Phases of Franz’s Genius.
Robert Franz (1815-1892) had his life embittered by neglect and physical ills. His family name originally was Knauth, his father having been Christoph Knauth. But in order to distinguish him from his brother, who was engaged in the same business, he was addressed as Christoph Franz, a name which he subsequently had legalized. Yet critics insisted that 240 Robert Franz was a pseudonym which the composer had adopted from vanity in order to indicate that he was as great as Robert Schumann and Franz Schubert put together.

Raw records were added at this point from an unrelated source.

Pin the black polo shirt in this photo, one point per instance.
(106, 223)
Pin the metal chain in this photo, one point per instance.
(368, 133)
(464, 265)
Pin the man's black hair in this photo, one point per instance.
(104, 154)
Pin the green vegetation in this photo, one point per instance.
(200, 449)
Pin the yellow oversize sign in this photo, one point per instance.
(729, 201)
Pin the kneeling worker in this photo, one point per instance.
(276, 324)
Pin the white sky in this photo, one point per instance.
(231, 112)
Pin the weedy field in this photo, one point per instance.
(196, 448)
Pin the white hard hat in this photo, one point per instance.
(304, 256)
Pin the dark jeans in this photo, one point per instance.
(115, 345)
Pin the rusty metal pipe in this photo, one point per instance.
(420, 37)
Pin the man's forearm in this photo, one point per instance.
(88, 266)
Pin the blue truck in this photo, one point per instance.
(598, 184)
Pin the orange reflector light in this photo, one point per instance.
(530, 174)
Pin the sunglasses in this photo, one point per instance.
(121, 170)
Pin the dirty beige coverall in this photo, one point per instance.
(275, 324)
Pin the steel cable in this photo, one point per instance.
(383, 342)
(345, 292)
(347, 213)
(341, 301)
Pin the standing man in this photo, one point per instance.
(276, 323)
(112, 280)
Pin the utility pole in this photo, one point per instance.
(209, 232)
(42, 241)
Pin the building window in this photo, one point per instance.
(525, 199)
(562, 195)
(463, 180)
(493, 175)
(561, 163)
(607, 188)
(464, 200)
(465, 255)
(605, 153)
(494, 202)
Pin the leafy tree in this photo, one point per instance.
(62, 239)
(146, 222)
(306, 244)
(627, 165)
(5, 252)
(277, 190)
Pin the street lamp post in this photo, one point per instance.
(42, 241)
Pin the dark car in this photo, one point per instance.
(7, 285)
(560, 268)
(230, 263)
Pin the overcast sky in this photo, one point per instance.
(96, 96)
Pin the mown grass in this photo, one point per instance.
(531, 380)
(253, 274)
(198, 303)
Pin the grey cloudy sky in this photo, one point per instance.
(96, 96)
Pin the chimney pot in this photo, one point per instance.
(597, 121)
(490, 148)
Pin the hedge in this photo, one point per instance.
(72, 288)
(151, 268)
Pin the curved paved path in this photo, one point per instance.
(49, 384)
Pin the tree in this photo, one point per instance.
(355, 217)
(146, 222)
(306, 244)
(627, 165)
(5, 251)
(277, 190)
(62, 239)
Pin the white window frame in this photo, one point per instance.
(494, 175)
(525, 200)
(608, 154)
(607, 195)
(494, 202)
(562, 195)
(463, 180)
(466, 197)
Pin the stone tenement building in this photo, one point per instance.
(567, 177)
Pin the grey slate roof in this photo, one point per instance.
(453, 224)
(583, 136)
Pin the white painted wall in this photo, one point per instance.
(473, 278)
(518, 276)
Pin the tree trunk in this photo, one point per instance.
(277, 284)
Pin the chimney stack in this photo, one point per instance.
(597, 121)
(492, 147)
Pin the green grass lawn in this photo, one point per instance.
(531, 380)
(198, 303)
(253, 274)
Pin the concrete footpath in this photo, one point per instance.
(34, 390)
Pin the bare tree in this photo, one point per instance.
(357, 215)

Franz was strongly influenced by Bach and Händel, many of whose scores he supplied with what are known as “additional accompaniments,” filling out gaps which these composers left in their scores according to the custom of their day. His songs show this influence in their polyphony, and the German critic, Ambros, said that Franz’s song, “Der Schwere Abend,” looked as if Bach had sat down and composed a Franz song out of thanks for all that Franz was to do for him through his additional accompaniments. Besides their polyphony derived from Bach, Franz’s songs are interesting for their modulations, which are employed not simply for the sake of showing cleverness or originality, but for their appropriateness in expressing the mood of the poem. He also was extremely careful in regard to the choice of key and decidedly objected to transpositions of his songs, in order to make them singable for higher or lower voices than could use the original key. “When I am dead,” he wrote to his publisher, “I cannot prevent these transpositions, but so long as I am alive I shall fight them.”